Dodd Awards | Dodd Center for Human Rights


The Holocaust was the state-sponsored, systematic persecution and murder of six million European Jews by Nazi Germany and its allies and collaborators. It was a process of destruction across Europe between 1933 and 1945.

The Nazi plan for persecuting the Jews intensified in 1941 with an intensifying campaign of anti-Semitic policies and measures that stripped Jews of their human and civil rights. Beginning that year, in a plan called the “Final Solution to the Jewish Question,” Nazi leaders decided to carry out deliberately targeted mass murder of European Jews.

After Germany invaded the Soviet Union on June 22, 1941, German killing squads, often with the assistance of local collaborators, began carrying out mass shootings of entire Jewish communities. These mass shooting operations took place in more than 1,500 cities, towns, and villages throughout Eastern Europe.

One of the deadliest massacres took place in the Babyni Yar valley outside the Ukrainian capital of Kiev. Between September 29 and 30, 1941, German police and auxiliaries killed 33,771 Jews at Babyni Yar. The valley remained a killing field until the fall of 1943. Over those two years, it is estimated that the Nazis killed between 70,000 and 100,000 Jews and non-Jews at Babyni Yar.

By the end of the Holocaust, nearly two out of every three European Jews had been murdered.

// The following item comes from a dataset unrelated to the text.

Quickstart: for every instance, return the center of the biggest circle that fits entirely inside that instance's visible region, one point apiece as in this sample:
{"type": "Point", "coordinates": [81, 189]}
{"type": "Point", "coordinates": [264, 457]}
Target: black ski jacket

Millions of other victims of Nazi persecution and murder included political opponents, Jehovah’s Witnesses, homosexuals, hardened criminals, anti-social activists, Afro-Germans, the mentally or physically disabled, Roma, Poles and other Slavic peoples, and Soviet prisoners of war.

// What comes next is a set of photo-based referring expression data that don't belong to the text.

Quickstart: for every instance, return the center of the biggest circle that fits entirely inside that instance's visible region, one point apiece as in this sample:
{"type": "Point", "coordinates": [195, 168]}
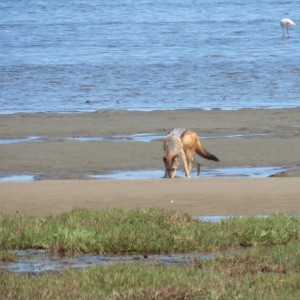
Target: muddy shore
{"type": "Point", "coordinates": [56, 151]}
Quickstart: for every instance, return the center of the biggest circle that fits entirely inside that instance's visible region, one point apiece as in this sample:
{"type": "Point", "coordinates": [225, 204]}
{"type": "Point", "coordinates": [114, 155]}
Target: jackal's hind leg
{"type": "Point", "coordinates": [197, 165]}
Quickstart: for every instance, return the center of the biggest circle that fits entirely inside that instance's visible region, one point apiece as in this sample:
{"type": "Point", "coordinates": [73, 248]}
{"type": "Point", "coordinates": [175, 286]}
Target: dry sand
{"type": "Point", "coordinates": [238, 138]}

An international foundation has been established to support the creation of the Babyn Yar Holocaust Memorial Center for the collection, study and dissemination of knowledge about this tragedy. This non-governmental organization is building the first modern Holocaust museum in Eastern Europe and establishing a center for the study of the tragedy, where large-scale scientific and educational activities will be carried out. The Memorial Center will combine a museum, a research institute, a library, an archive and an online multimedia platform. Over the next year, the Center will focus on developing an online project dedicated to the biographies of the victims of the Babyn Yar tragedy, creating a visual archive and a comprehensive study of the distant and recent past of the region. In carrying out these activities, the Memorial Center maintains an open dialogue with Ukrainian society and pays special attention to the public debate on the tragedy and its role in the national memory of Ukraine.